3

I have a very large file (80 GB) containing one sentence per line. I want to search for a user-given string for a match in this file (spaces, hyphens, case to be ignored).

Right now I have the file as text and I am using grep but it's taking a lot of time. What could be a better solution?

Example of contents of text file:

 applachian
 rocky mountains
 andes
 sierra nevada
 long mountain ranges of the world

Example of search query:

rocky (no match)
sierra nevada (match found)
  • What are you searching for? Is it "words", or "letters" or "phrases"? – aghast Apr 26 '17 at 16:36
  • Do you care about the ordering of sentences within the file? – Pedro Castilho Apr 26 '17 at 16:37
  • Next: are you doing this one time? Hundreds of times in a loop? In response to a web request? – aghast Apr 26 '17 at 16:37
  • 2
    Quick thought: you could split the text in several blocks and run as many threads, so they can search simultaneously. – Right leg Apr 26 '17 at 16:38
  • 2
    Generally, `set` and `dict` data structures are most effective for membership tests like the one you propose. – blacksite Apr 26 '17 at 16:39
  • Although `set` won't work if you care about repeated sentences. You need to provide more info about what exactly you want to do in order to get an appropriate response. – Pedro Castilho Apr 26 '17 at 16:40
  • @AustinHastings Entire sentence, and a large number of times in a loop. –  Apr 26 '17 at 16:40
  • @PedroCastilho There are no repeated sentences. And I don't care about the ordering. –  Apr 26 '17 at 16:41

2 Answers2

1

Based on your comment that you're searching for entire sentences:

Build an index of prefixes.

Sort the file. Next, process your file one time. Compute the length of the prefix needed to reduce a search to, say, 1000 sentences. That is, how many characters of prefix do you need to get within about 1000 sentences of a given sentence.

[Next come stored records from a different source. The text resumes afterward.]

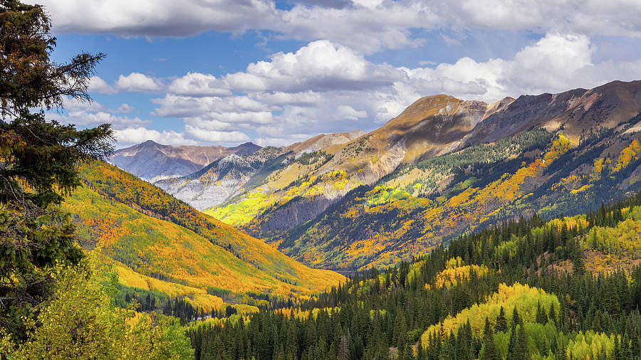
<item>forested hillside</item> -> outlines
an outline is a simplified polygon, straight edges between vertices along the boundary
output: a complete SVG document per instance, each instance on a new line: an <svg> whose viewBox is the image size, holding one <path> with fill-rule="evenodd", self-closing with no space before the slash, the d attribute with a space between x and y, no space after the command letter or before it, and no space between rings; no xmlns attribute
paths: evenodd
<svg viewBox="0 0 641 360"><path fill-rule="evenodd" d="M452 235L516 216L595 209L641 189L640 121L578 143L563 131L533 129L401 166L272 240L308 264L359 268L428 253Z"/></svg>
<svg viewBox="0 0 641 360"><path fill-rule="evenodd" d="M304 298L343 278L309 269L106 163L85 165L80 176L85 186L65 208L74 213L81 244L98 250L125 292L183 300L207 314L225 302L246 312L265 295Z"/></svg>
<svg viewBox="0 0 641 360"><path fill-rule="evenodd" d="M197 322L196 359L638 359L641 194L503 222L317 300Z"/></svg>
<svg viewBox="0 0 641 360"><path fill-rule="evenodd" d="M494 104L425 97L344 144L281 153L204 212L308 265L353 270L518 215L593 210L641 189L640 93L614 81Z"/></svg>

For example: "The" is probably a common starting word in English. But "The quick" is probably enough to get close, because "q" is low-frequency, to anything like "The quick brown fox ... etc."

One way to do this would be to put all prefixes up to a certain length (say, 40) into a Collections.counter. Find the maximum count at each length, and pick your length so that max is <= 1000. There may be other ways. ;-)

Now, process the file a second time. Build a separate index file, consisting of prefix-length (in the file header), prefixes and offsets. All sentences that start with prefix K begin at offset V. Because the file is sorted, the index will also be sorted.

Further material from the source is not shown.